If the goal is:

1) Minimize number of edges.

2) Minimize distance.

In that order, then one thing you can try like this:

1) Draw a line from start to end.

2) Calculate every object that your line collides with.

3) For each of those objects, calculate both points perpendicular to the object that allow you to split the path into two path segments. You can do this for rectangles by splitting the line into two segments, for the segment A seeing which of the four corners it can pass through, for the segment B seeing which of the four corners it can pass through and trying all combinations until you find the two that gives the least displacement. For circles, I forget how to do it, but there's only one solution on either side where the two path segments are flush to the circle, so you can do it using trigonometry or something (I'll try and figure it out :) )

For both new paths, call 4) in a recursive branching fashion.

4) For both line segments you've generated, repeat the calculation until there are no collisions left. Similar to A*, you should calculate for paths that seem the best, first (have the fewest collisions left, or just do shallowest first if that's too hard).

5) Pick the best path via whatever metric you please.
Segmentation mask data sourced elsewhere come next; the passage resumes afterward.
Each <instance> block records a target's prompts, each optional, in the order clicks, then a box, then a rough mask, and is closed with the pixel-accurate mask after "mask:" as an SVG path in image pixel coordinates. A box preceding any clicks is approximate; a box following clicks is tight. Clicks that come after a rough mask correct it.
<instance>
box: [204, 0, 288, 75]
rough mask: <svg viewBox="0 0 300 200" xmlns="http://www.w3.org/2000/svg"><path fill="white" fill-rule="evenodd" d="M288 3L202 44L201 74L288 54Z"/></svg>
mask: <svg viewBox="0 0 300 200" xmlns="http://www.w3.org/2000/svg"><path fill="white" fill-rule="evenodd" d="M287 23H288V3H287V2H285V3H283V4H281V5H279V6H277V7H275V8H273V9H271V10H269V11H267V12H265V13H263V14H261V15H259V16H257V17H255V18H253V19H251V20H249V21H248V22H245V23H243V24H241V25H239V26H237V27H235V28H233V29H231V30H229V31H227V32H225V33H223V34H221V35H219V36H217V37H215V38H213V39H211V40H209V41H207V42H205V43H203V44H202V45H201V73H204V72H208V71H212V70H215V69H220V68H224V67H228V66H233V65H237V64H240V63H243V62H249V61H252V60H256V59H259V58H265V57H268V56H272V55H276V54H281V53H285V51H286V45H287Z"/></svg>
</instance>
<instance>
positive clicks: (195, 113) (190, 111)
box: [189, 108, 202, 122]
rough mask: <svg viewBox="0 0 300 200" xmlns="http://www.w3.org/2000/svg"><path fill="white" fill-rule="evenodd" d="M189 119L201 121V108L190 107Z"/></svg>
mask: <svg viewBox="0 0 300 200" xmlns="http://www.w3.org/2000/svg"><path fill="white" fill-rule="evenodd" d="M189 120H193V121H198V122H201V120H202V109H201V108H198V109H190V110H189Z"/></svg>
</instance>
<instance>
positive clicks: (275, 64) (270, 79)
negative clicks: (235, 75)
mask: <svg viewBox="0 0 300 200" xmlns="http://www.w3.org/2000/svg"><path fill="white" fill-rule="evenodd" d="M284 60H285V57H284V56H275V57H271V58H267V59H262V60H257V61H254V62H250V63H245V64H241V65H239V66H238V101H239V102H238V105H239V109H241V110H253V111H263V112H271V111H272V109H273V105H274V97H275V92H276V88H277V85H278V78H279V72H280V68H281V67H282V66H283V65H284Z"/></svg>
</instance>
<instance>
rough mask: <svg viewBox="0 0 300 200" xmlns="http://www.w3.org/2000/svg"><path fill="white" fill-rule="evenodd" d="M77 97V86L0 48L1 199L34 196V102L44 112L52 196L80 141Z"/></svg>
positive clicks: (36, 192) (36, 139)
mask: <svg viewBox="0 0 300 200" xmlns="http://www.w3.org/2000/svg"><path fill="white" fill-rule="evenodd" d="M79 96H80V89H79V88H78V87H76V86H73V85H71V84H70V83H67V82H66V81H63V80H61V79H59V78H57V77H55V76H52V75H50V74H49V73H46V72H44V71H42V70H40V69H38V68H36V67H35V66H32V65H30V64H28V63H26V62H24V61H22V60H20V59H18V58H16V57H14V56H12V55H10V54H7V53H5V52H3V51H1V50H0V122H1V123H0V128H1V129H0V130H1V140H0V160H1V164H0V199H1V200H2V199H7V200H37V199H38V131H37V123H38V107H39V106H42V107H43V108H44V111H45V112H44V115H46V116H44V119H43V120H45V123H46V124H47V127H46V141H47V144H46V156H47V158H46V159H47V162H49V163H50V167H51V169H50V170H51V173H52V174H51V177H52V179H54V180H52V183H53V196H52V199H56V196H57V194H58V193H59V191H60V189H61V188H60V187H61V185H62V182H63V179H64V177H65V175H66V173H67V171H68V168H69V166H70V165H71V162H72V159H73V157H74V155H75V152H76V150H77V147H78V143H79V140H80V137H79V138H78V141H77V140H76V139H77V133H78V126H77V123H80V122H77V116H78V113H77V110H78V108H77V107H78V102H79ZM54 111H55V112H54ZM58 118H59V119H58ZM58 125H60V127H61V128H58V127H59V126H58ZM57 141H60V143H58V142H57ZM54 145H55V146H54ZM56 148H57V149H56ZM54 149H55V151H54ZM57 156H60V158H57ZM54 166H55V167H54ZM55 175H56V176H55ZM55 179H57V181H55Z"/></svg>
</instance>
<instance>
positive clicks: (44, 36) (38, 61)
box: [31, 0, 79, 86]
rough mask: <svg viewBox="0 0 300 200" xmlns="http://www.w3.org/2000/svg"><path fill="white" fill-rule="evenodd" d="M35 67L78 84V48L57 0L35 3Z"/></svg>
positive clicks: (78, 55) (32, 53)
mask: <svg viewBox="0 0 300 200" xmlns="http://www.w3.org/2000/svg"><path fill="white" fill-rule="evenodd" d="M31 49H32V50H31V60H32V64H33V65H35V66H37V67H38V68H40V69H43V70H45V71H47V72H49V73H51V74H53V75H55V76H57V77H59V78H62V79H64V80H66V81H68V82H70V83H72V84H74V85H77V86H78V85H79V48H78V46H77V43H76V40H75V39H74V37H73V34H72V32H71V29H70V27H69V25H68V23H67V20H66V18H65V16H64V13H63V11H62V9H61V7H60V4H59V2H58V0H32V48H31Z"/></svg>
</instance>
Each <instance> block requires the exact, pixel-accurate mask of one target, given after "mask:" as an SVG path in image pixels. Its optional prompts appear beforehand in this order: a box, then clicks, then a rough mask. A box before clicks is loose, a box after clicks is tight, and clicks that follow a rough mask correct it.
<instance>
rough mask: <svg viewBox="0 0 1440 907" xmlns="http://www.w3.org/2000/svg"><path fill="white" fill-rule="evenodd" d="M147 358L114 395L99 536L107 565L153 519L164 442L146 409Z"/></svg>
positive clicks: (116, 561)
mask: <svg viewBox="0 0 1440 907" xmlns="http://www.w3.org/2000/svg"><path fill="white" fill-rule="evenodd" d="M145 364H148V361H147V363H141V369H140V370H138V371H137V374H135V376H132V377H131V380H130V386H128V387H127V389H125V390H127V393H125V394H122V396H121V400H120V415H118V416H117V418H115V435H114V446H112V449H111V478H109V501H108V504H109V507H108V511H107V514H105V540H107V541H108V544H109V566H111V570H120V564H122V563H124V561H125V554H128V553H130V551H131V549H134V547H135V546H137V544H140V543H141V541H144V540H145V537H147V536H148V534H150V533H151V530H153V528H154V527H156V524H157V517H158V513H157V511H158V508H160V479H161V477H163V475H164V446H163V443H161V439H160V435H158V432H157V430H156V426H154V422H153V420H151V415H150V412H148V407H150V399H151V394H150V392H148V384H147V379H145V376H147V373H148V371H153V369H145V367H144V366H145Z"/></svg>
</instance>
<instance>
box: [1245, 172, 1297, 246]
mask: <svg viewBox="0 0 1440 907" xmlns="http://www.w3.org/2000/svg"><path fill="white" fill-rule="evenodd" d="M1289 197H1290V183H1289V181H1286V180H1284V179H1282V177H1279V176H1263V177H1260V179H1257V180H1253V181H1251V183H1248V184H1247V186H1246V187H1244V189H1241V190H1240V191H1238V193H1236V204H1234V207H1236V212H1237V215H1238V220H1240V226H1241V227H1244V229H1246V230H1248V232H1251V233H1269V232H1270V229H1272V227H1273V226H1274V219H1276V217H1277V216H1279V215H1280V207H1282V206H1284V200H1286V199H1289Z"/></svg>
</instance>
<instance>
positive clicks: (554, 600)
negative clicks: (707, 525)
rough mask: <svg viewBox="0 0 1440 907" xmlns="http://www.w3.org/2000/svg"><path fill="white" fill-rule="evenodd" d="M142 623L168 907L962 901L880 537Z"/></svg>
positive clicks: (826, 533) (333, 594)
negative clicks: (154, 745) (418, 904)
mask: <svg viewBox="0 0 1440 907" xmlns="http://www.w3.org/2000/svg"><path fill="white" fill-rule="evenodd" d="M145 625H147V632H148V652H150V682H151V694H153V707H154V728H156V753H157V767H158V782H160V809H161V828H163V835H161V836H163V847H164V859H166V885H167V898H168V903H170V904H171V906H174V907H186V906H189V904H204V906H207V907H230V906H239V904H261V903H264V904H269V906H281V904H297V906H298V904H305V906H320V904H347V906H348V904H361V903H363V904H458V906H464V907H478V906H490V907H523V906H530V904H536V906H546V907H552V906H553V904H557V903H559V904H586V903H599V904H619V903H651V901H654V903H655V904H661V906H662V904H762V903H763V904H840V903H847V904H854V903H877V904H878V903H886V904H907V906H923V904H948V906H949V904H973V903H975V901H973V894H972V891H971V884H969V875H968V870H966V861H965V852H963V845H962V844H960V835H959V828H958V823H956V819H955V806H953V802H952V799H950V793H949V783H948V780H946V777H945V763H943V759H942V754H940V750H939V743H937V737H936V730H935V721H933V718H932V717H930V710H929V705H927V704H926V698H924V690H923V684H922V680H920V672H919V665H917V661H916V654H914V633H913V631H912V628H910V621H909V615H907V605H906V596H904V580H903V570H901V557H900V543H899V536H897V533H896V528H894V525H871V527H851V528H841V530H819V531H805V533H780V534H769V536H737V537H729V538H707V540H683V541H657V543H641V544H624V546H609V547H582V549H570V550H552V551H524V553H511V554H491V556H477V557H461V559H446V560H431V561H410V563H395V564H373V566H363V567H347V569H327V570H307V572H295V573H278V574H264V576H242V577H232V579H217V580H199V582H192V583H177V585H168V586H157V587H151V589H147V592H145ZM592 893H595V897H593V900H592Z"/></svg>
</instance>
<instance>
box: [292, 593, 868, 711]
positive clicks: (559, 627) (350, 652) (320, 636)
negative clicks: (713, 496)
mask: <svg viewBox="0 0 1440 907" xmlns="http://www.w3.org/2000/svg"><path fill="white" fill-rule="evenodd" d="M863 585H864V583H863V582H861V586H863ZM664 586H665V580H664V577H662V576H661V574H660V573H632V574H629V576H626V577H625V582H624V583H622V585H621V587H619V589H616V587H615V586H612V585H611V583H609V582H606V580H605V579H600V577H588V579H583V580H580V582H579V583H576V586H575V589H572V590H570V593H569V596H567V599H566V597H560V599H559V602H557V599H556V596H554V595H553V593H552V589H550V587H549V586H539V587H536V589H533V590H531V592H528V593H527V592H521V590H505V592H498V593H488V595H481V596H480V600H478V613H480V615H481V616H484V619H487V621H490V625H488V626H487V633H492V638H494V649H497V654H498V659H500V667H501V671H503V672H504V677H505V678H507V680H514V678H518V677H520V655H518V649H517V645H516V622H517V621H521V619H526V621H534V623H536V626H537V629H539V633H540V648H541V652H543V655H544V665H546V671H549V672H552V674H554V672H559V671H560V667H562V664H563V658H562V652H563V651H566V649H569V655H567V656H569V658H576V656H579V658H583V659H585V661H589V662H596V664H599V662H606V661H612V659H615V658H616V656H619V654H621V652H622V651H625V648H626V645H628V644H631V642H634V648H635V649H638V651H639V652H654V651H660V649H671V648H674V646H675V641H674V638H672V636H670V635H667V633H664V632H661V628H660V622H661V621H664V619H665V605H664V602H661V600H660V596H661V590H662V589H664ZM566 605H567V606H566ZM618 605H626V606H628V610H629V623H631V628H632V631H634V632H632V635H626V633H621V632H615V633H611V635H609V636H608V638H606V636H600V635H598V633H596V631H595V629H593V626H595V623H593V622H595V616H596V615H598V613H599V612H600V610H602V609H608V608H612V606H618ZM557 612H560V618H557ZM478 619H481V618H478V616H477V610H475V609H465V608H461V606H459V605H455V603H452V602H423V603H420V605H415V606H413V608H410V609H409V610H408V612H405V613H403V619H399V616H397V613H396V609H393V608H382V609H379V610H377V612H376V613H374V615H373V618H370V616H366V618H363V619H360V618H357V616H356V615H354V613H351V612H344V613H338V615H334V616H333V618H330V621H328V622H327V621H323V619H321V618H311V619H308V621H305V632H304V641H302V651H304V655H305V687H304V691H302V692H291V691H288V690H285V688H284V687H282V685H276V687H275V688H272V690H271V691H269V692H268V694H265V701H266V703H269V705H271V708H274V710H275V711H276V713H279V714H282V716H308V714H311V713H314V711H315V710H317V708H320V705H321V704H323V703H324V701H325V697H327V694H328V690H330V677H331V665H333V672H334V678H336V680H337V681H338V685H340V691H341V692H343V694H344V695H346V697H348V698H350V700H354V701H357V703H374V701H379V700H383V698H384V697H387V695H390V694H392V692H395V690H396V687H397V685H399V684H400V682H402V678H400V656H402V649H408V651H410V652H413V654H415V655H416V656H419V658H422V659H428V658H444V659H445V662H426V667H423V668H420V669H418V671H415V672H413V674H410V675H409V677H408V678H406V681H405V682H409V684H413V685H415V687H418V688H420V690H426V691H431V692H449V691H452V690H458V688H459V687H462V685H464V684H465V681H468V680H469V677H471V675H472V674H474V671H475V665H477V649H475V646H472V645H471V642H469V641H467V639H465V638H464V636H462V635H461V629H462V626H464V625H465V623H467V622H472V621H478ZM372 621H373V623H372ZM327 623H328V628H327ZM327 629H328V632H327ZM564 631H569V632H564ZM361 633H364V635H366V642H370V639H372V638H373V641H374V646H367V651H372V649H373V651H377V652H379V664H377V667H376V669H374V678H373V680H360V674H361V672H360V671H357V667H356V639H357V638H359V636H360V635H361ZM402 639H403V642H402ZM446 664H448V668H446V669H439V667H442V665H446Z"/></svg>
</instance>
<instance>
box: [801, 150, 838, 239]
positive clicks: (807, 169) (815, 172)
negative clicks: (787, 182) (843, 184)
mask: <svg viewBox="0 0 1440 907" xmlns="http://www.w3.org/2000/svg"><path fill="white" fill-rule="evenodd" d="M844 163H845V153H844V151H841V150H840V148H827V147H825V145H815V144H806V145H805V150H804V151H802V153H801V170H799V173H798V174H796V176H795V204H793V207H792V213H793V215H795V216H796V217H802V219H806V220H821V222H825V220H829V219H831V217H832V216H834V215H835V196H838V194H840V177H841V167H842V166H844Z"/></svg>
In an A* fashion you should keep your list sorted so the path that's the best via your metric is on top, and so you can just pick the first path to finish.

I can't prove in my head that this will always work, but I've seen something similar to it before.

EDIT

To calculate the closest path of two line segments in one direction around a circle, do for each line segment

-Side A: Goes from start of line (or end of line) xs,ys to circle's center xc,yc, length = a

-Side B: goes from center xc,yc to somewhere on the circumference, so length = r

-Side C: goes from side B's endpoint to xs,ys (hypotenuse)

The angle formed by A and B is a right angle, and we know A and B's length, so we can calculate C's length as sqrt(A^2+B^2)

Finally, we know C's length = A's length/sin(angle(B to C)) = B's length/sin(angle(A to C)), meaning we can do trigonometry to find out the angle A to C and the angle B to C.

This lets us fully construct one side of the path segment. Repeat for the other side, and we have the path split in two that is flush on both segments against the circle -> minimizes distance added.